Tanggapan demi tanggapan mulai banyak bermunculan mulai dari para influencer, akademisi, akun media berita, organisasi filantropi hingga para pemuka agama memberikan tanggapannya. Bahkan berita tersebut menyebar ke beberapa platform media sosial lainnya, seperti Instagram, X, dan Tiktok.
Bagaimana tidak berita ini tidak ada tanggapan dari berbagai pihak, apa yang terjadi dilapangan membuat sangat geram netizen, sang pendakwah melontarkan kata-kata yang tidak pantas dan kalimat yang membuat malu, bahkan masuk ke kata hinaan yaitu mengucapkan kata "goblok" kepada penjual es teh yang sedang diam ditempat sambil menjajakan dagangannya.
Respon dari orang-orang yang hadir dan orang yang disamping pendakwah tersebut tertawa terbahak-bahak seolah-olah mewajarkan perilaku tersebut. Sang penjual hanya diam, raut muka yang telihat pun menahan rasa malu dan terlihat sedih ketika orang-orang menertawakannya.
Kasus ini menjadi pengingat betapa pentingnya menjaga adab dalam berdialog, baik di dunia nyata maupun di dunia maya. Sebagai seorang tokoh agama, memiliki posisi yang strategis untuk menjadi teladan dalam menyikapi kritik, terutama dalam menjaga keharmonisan komunikasi. Sebaliknya, masyarakat awam juga perlu belajar menyampaikan pendapat dengan cara yang konstruktif, tanpa melibatkan nada yang menyulut emosi.

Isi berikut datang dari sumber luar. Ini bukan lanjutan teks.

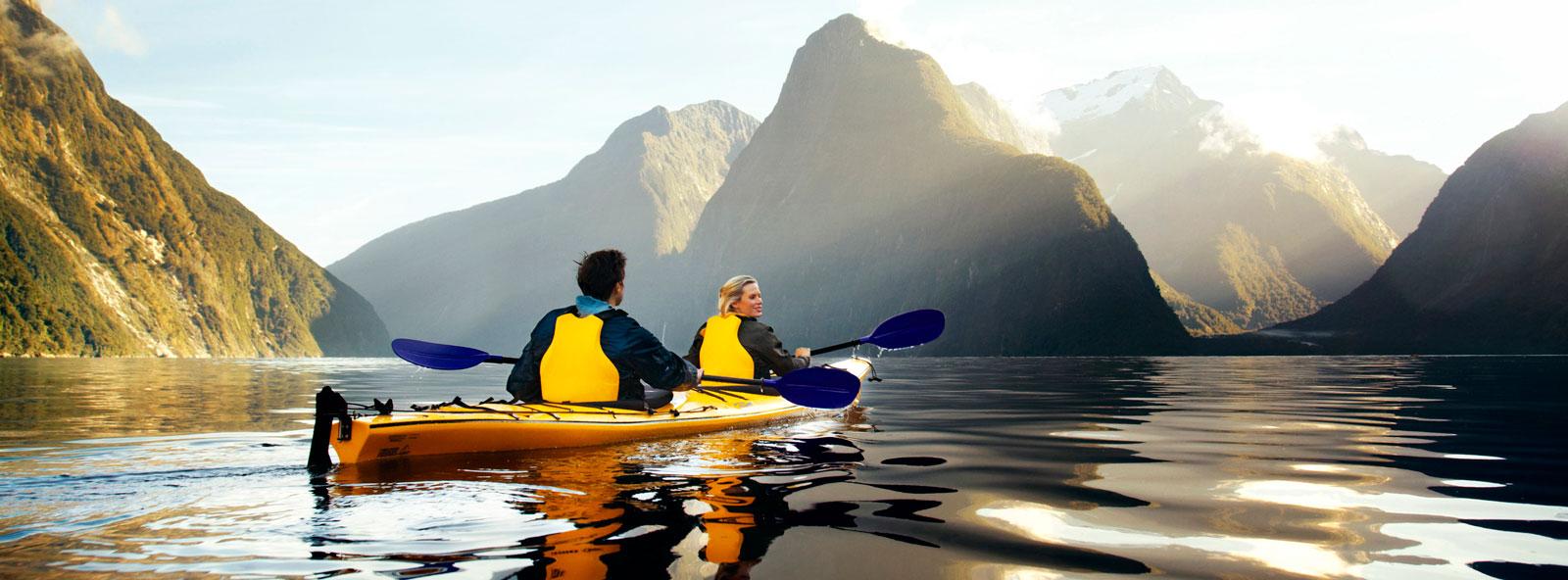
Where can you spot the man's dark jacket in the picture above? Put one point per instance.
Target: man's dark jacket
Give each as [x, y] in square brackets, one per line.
[635, 353]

Adab dalam berdialog bukan hanya soal sopan santun, tetapi juga soal empati dan pengendalian diri. Dalam Islam, adab adalah bagian integral dari akhlak, dan kasus ini menjadi cerminan bagaimana kita semua, baik sebagai individu biasa maupun sebagai tokoh publik, masih perlu terus belajar dan memperbaiki diri.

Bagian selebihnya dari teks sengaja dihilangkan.